After an afternoon rally in the bond market on Friday afternoon, mortgage bonds opened the day in negative territory to begin the first trading day in the month of March. Stocks, on the other hand, are blasting higher and are again at new all-time record highs. The seemingly unstoppable run higher in the stock market continues to be the primary culprit driving mortgage interest rates higher. As both markets are competing for the same investment dollars, interest rates tend to move higher in times when the stock market is pushing higher. Unless the stock market pulls back, a significant run higher in the bond market will be unlikely.
Bond friendly economic news continues to hit the wires. However, it is doing little to help improve mortgage interest rates or to stop the stock market from setting new record highs. January Personal Income and Spending was reported this morning. Personal Income was up 0.3%, which was a bit lower than the 0.4$ expected. Consumer Spending was reported to be -0.2%, which was also lower than the 0.0% expected. Since economic growth is all about what consumers are spending, this report is not showing growth in our economy. This should have created a headwind for the stock market and helped improve mortgage bonds. However, the trend is just too strong for this to slow the growth in stocks and the headwind bonds have faced for the entire month of February.

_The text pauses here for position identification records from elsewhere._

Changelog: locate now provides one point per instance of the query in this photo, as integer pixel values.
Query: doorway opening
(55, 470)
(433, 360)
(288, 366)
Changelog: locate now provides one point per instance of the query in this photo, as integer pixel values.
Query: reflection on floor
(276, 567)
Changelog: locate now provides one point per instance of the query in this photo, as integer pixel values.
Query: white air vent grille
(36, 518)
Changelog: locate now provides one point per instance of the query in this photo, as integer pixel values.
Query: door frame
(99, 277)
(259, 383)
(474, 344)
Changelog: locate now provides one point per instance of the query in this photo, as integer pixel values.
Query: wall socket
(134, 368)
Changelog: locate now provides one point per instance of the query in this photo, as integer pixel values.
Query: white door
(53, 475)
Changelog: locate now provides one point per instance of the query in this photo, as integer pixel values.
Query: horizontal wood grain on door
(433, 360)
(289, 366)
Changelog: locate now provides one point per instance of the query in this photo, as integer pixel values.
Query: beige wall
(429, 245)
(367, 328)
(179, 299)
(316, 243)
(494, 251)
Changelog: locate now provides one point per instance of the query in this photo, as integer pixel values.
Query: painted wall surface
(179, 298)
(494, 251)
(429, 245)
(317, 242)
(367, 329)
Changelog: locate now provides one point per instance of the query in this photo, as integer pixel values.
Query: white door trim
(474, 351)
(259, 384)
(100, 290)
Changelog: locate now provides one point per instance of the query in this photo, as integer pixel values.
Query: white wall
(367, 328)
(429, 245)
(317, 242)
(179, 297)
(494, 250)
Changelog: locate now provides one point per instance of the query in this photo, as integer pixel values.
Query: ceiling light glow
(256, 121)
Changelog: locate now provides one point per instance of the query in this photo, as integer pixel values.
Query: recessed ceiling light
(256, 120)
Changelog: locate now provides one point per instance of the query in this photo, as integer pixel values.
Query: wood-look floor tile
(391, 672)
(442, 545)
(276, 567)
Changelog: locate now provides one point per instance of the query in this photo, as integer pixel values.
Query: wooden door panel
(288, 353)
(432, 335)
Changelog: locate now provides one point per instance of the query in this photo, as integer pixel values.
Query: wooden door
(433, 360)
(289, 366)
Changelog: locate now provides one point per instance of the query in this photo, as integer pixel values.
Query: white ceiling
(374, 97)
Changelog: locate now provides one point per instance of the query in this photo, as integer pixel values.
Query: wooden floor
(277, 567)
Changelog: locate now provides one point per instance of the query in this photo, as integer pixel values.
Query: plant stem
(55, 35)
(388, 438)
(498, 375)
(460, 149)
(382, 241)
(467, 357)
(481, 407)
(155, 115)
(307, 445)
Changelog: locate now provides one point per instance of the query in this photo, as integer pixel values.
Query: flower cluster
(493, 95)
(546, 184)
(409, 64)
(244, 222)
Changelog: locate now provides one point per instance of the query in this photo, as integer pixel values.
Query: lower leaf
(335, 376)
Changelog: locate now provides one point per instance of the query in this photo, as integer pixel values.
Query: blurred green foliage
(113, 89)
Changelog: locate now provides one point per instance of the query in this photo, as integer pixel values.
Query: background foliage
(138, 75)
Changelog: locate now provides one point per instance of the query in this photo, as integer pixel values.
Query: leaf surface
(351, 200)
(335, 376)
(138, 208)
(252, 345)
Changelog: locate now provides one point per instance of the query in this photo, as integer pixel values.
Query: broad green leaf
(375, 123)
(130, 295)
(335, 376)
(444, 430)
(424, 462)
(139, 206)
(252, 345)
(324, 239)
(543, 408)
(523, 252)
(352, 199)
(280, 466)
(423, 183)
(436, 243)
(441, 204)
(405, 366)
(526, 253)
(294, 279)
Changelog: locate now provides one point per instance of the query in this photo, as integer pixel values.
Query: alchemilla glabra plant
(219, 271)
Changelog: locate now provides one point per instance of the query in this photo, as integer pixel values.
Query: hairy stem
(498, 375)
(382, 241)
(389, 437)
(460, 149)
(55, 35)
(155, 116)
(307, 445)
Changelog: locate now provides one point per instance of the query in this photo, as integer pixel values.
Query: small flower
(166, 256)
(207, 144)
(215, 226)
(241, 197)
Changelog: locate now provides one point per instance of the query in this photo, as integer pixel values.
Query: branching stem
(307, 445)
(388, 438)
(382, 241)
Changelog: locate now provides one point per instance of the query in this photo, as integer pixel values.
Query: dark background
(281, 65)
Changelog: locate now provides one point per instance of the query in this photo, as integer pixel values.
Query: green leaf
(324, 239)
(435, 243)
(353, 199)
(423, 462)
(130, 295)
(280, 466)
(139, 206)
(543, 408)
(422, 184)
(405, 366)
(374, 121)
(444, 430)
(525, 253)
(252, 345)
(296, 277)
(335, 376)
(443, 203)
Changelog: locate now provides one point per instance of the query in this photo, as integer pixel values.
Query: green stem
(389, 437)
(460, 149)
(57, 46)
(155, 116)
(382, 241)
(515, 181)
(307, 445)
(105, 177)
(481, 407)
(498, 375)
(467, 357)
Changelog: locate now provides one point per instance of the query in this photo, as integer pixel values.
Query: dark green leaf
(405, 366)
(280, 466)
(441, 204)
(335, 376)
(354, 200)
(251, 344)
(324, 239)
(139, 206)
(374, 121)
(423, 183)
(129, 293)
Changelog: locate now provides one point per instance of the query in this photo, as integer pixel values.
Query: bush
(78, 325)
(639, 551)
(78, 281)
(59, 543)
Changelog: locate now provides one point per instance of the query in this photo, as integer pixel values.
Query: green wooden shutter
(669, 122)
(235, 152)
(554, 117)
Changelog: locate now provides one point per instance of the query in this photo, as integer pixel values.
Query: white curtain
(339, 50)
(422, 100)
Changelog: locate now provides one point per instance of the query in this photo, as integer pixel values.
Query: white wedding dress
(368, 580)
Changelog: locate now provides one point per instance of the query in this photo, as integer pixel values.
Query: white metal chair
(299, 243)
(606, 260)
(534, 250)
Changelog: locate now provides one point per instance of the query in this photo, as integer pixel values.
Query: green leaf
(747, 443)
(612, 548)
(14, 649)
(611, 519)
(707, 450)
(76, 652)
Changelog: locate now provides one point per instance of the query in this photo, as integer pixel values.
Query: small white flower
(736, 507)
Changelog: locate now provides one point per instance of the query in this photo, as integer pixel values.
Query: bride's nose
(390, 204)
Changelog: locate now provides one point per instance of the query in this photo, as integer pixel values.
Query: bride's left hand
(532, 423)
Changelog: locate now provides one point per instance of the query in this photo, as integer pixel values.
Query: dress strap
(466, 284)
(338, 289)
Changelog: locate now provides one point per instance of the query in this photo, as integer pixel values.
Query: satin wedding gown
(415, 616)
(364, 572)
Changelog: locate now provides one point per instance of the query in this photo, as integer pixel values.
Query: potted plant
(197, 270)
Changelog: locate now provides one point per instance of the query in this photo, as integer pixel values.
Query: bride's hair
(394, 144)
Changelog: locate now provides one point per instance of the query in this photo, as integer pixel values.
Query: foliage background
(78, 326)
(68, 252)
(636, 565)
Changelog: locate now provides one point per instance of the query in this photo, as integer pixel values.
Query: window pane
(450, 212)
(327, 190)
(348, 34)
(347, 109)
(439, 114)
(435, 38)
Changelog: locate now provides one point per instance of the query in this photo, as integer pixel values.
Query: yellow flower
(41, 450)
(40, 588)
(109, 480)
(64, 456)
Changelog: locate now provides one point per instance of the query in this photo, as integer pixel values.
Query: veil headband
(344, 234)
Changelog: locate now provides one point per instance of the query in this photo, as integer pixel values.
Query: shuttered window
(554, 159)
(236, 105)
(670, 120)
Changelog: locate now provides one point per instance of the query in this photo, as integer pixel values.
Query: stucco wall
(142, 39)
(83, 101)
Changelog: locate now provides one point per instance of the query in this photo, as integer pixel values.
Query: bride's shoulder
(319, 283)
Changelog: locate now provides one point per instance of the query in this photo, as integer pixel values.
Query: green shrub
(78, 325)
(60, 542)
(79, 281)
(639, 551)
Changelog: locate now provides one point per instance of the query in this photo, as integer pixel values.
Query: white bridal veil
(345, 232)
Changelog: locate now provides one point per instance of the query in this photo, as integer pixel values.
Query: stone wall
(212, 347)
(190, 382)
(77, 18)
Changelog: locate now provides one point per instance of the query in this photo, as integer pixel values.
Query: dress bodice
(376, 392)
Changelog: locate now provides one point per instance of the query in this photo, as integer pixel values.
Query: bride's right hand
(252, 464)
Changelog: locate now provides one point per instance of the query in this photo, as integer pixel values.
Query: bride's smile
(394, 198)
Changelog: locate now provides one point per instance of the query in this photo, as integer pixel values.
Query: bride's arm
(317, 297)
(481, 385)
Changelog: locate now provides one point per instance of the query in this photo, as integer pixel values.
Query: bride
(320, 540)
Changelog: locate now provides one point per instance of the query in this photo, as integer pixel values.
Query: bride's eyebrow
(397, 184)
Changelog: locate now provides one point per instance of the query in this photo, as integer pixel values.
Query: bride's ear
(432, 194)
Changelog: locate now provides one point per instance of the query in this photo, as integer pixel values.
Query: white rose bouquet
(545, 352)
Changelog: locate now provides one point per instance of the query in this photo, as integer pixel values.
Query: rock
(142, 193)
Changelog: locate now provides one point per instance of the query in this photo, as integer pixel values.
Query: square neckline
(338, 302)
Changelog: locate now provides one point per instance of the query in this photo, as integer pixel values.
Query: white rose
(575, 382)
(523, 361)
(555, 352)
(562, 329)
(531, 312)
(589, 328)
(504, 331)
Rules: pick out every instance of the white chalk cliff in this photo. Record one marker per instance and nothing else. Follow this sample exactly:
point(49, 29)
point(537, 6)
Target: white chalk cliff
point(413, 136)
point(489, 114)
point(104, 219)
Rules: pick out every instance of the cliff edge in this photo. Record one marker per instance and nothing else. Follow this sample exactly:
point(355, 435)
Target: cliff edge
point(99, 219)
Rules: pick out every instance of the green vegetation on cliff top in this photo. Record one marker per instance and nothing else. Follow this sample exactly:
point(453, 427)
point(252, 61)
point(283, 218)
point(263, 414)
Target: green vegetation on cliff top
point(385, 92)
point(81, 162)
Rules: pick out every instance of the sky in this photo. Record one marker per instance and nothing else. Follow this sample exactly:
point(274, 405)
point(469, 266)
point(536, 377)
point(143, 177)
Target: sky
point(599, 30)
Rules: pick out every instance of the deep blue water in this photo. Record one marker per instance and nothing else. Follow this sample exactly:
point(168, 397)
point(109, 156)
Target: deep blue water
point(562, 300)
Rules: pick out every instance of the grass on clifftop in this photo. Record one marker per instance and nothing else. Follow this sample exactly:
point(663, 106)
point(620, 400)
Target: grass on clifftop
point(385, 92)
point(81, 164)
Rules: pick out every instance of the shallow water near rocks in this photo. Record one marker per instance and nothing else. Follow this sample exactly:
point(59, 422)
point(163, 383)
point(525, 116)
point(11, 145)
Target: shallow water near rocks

With mortgage bonds continuing to be held beneath their 50 day moving average, we will maintain our locking bias. This Friday we will receive the monthly job growth report for the Month of February from the Bureau of Labor Statistics. This will likely add additional volatility to the bond market. With the potential of the depressed oil market creating downward pressure to job growth, we may see a lower report. However, in this unrealistic environment, anything is possible.